Speakers:
A. Naomi Paik (Keynote)
J. Daniel Elam
Toussaint Losier
Michael Farquhar
Golnar Nikpour
A.J. Yumi Lee
Anthony Fontes
Never before in history have as many people around the world been confined in carceral sites — penitentiaries, prisons, interrogation centers, supermax facilities, military detention camps, labor camps, and more — as they are today. This exponential increase in prisons and imprisoned populations over the last several decades reveals a seeming paradox of modernity — that is, the modern era, in all its global diversity, has nonetheless been the era of the prison. The global history of the prison reveals a troubling alternative genealogy of political modernity, insofar as modern conceptions of citizenship, rights, and political emancipation have often been produced through their multiple entanglements with modern regimes of surveillance, policing, and incarceration.

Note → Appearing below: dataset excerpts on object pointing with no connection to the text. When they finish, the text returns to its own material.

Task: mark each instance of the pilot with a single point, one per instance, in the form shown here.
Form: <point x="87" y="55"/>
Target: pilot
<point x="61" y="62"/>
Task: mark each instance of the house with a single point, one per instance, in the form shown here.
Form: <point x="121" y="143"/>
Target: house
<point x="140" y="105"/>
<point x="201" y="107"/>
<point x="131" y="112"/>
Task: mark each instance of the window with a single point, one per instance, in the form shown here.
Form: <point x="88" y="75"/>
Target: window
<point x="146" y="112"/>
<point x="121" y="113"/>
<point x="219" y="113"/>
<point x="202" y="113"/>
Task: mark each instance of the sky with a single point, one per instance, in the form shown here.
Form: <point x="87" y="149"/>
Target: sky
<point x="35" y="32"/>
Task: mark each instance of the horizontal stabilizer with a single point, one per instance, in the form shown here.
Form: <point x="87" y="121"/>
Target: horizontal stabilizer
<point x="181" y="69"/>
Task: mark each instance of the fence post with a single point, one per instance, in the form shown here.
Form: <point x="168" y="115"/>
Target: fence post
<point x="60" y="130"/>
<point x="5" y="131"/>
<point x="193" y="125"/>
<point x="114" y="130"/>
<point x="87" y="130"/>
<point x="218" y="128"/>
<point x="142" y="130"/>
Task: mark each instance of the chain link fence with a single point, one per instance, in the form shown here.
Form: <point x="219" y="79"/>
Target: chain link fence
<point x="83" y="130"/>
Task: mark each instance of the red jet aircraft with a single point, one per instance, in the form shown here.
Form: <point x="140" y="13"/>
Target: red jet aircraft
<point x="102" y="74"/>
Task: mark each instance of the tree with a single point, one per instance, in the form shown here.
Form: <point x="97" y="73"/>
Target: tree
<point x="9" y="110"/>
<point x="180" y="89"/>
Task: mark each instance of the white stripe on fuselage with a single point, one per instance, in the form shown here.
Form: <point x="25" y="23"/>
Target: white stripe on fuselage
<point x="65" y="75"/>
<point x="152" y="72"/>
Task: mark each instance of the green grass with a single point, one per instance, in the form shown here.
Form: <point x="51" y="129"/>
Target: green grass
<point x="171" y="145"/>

Yet too often studies of penal regimes or punishment practices remain limited in their regional or theoretical scope, seeking to answer questions about particular carceral, policing, or legal realities without making links between the global economies or interlinked histories or logics of punishment. This conference seeks to address this issue by encouraging a comparative and transnational investigation of carceral and policing practices across borders, eras, and academic disciplines by bringing together several leading scholars working in the emerging and interdisciplinary field of global prison studies.
This event is co-sponsored by the Institute for Research in the Humanities, the Center for the Humanities, and the Anonymous Fund of the College of Letters and Science.